Ô Interior Sem Medida, Sô.



A vida nas cidades interioranas é engraçada. A rua sempre é estreita e lerda e os passos que acompanham os bloquinhos antigos, são brincalhões e param para olhar. Olhar uma primavera ou cumprimentar Dona América ou, então, para examinar coisas antigas. É uma vida sem novidades, que implora por tagarelices e cantigas, fazendo todos, na falta de uma boa história, criarem um excitante "causo". "Causo" aumentado, mas comumente, "causo" inventado, tirado dos sonhos, das glórias e vivências dos antigos. E, de uma narração aparentemente simplória, nasce animais horrendos, vilões maldosos, santas milagrosas, ervas poderosas e santificações dos que foram além. Contos que extraem risos, emoções saltitantes e a vontade de habitar num mundo distante, mas só por meros minutos, porque a rua chama para noite. Grita para brincar, para ver o luar e abraçar bons amigos que sempre estiveram lá. E no dia seguinte, o silêncio é maior, Dona América já não está mais lá. Muitos se partem e fico aqui, só, a pensar. Penso nessa vida engraçada, nesse povo camarada e nessas árvores que criaram minha infância. Nas páginas já preenchidas desse interior molenga e sabidão.

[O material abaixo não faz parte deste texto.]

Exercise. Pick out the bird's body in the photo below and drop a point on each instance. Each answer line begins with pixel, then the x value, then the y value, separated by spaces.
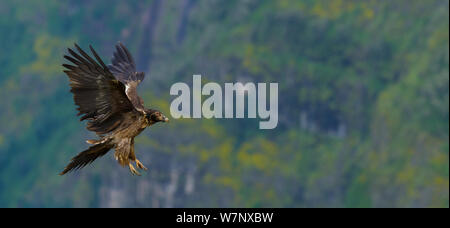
pixel 107 98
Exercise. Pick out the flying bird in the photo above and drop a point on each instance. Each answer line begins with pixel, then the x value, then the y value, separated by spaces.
pixel 107 98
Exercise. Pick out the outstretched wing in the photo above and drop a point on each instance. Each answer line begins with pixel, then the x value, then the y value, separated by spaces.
pixel 124 69
pixel 100 97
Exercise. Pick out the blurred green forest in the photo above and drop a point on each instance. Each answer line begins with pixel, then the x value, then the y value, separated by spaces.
pixel 363 93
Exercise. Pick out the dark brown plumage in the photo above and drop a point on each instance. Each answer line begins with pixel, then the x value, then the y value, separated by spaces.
pixel 107 98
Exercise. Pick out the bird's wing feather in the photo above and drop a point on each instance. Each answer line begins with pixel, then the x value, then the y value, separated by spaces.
pixel 124 69
pixel 100 97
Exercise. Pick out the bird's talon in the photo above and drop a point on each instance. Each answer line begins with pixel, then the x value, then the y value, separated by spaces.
pixel 140 165
pixel 133 170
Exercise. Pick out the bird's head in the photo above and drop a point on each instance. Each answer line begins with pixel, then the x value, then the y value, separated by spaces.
pixel 154 116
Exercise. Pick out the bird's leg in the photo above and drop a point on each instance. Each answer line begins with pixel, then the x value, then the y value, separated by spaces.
pixel 133 157
pixel 140 165
pixel 133 170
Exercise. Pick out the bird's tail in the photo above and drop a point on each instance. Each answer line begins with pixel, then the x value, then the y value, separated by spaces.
pixel 88 156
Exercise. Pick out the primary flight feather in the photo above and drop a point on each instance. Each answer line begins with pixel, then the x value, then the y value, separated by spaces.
pixel 107 98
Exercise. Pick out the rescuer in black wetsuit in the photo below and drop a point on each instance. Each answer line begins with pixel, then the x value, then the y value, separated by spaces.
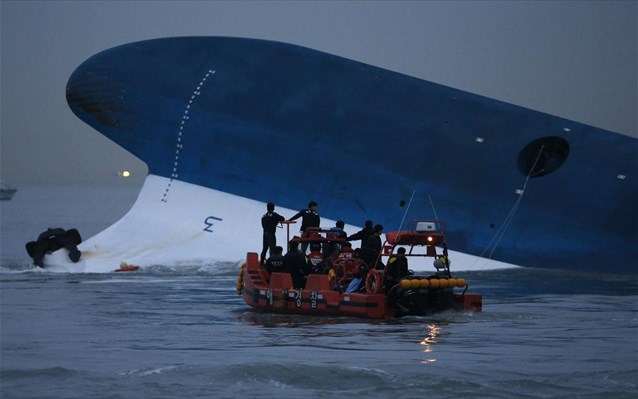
pixel 296 263
pixel 397 268
pixel 275 264
pixel 310 218
pixel 372 246
pixel 269 222
pixel 363 234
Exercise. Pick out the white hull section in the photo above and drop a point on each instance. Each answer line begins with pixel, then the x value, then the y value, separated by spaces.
pixel 173 223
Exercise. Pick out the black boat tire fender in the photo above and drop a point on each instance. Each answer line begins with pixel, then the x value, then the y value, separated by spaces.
pixel 373 282
pixel 240 279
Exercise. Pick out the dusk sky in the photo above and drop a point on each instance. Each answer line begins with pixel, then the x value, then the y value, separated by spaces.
pixel 573 59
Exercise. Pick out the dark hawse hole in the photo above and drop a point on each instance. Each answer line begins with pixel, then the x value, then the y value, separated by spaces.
pixel 543 156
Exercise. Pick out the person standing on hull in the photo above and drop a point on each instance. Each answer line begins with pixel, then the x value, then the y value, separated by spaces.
pixel 269 223
pixel 310 218
pixel 363 234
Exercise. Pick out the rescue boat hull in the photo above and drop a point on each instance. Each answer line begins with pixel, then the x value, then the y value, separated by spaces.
pixel 275 294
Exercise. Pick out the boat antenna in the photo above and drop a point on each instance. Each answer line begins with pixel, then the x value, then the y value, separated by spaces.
pixel 407 209
pixel 433 208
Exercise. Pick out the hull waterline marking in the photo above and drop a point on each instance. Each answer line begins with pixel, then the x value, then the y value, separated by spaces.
pixel 209 221
pixel 178 144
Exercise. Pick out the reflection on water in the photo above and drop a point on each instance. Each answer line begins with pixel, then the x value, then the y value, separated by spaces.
pixel 428 342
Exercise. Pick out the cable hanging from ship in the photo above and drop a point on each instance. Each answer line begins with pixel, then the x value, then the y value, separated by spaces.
pixel 500 233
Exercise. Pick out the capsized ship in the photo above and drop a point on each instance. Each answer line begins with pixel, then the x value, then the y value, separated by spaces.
pixel 220 119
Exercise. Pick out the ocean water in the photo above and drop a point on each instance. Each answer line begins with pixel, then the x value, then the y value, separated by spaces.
pixel 183 332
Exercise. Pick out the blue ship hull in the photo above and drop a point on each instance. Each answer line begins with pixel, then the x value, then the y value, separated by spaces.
pixel 276 122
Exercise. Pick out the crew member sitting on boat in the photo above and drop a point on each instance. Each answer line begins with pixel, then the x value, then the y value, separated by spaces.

Na fé e nas igrejas construídas por mãos de homens bons, de imensa conexão com o alto e as crendices deixadas pelos povos antigos, que iniciaram o saber, o que é realmente bom. E basta só chegar o fim do dia e os bons ventos trazem a confirmação, de que as ruas continuarão as mesmas, as pessoas com suas falas e a igrejinha se abrirá para receber as orações. Preces de gente interiorana, que adquire genuninamente por este nome o contato com seu próprio interior, procurando viver do amor e tecer amizades eternas. É uma vida engraçada mesmo, sabe? Não tem ritmo e, às vezes, nem cor. O movimento é parado, as frutas apodrecem no chão, mas a gente não muda, não. Na tristeza, na dor, no riso e no bom "causo", tudo só é engraçado, só uma cidadela perdida no meio do nada. Ô vidinha engraçada essa, sempre risonha, sempre pacata... guardando seus anos de história e escrevendo novos "causos" para que, numa noite quente e recolhida, sem acontecimento algum, narrar contos de chegadas e partidas para ouvintes sedentos de mundos paralelos e de diálogos com a imaginação. Sedentos de viver suas vidas além das fronteiras da razão. Ô interior bom.